Three Months Ended May 3, 2026
Net sales for the three months ended May 3, 2026 was $1,910 million compared with $1,911 million for the three months ended May 4, 2025. Net sales were essentially flat primarily due to decreased volume that was offset by acquisitions. Net sales for pipes, valves & fittings and storm drainage decreased due to lower volume partially offset by acquisitions. Net sales of fire protection products increased due to higher volume and higher selling prices. Net sales of smart utility products increased due to higher volume.
Gross profit for the three months ended May 3, 2026 increased $10 million, or 2.0%, to $520 million compared with $510 million for the three months ended May 4, 2025. Gross profit as a percentage of net sales for the three months ended May 3, 2026 was 27.2% compared with 26.7% for the three months ended May 4, 2025. The overall increase in gross profit as a percentage of net sales was primarily attributable to favorable impacts from the execution of our gross margin initiatives and disciplined purchasing and pricing management.

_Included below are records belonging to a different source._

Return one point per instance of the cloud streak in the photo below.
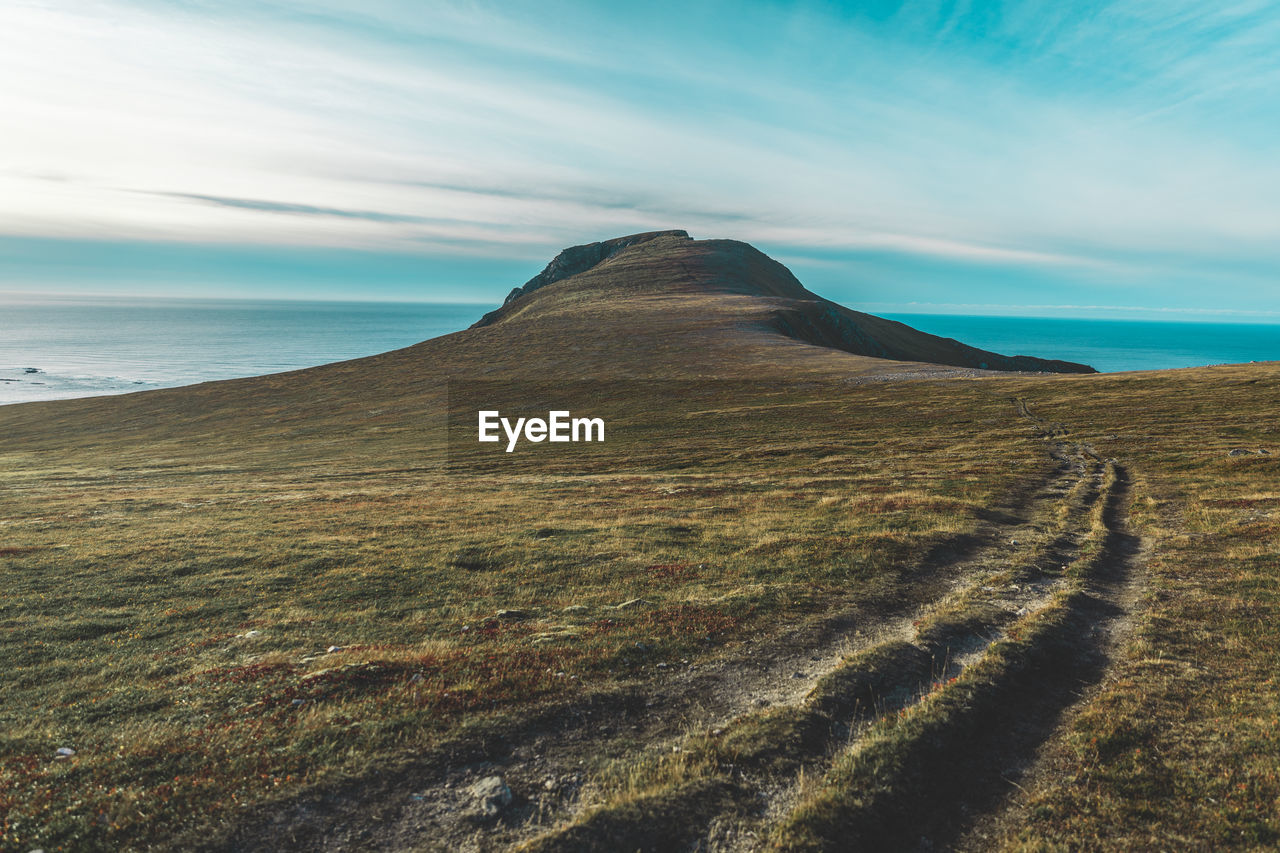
(1114, 137)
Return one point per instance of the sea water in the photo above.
(74, 347)
(1109, 345)
(54, 347)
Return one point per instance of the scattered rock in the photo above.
(512, 614)
(557, 634)
(492, 796)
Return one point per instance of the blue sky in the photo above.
(1107, 159)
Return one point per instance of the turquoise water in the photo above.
(1109, 345)
(76, 347)
(80, 347)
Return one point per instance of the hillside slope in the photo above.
(634, 272)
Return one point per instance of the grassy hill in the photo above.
(801, 598)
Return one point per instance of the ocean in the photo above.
(1109, 345)
(51, 349)
(76, 347)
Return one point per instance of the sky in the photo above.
(1041, 158)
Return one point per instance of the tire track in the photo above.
(973, 587)
(757, 762)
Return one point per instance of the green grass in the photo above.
(135, 583)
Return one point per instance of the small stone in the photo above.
(512, 614)
(632, 603)
(492, 796)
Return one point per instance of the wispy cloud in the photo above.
(1047, 137)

Selling, general and administrative ("SG&A") expenses for the three months ended May 3, 2026 increased $6 million, or 2.0%, to $299 million compared with $293 million during the three months ended May 4, 2025. SG&A expenses as a percentage of net sales were 15.7% for the three months ended May 3, 2026 compared with 15.3% for the three months ended May 4, 2025. The increase was primarily attributable to higher distribution costs and investments to support long-term growth, including greenfield expansion and sales initiatives, partially offset by the benefits of recent cost actions.
Operating income for the three months ended May 3, 2026 increased $6 million, or 3.5%, to $177 million compared with $171 million during the three months ended May 4, 2025. The increase in operating income was primarily attributable to higher gross profit partially offset by higher SG&A expenses.
Net income for the three months ended May 3, 2026 increased $8 million, or 7.6%, to $113 million compared with $105 million for the three months ended May 4, 2025. The increase in net income was primarily attributable to an increase in operating income and lower interest expense.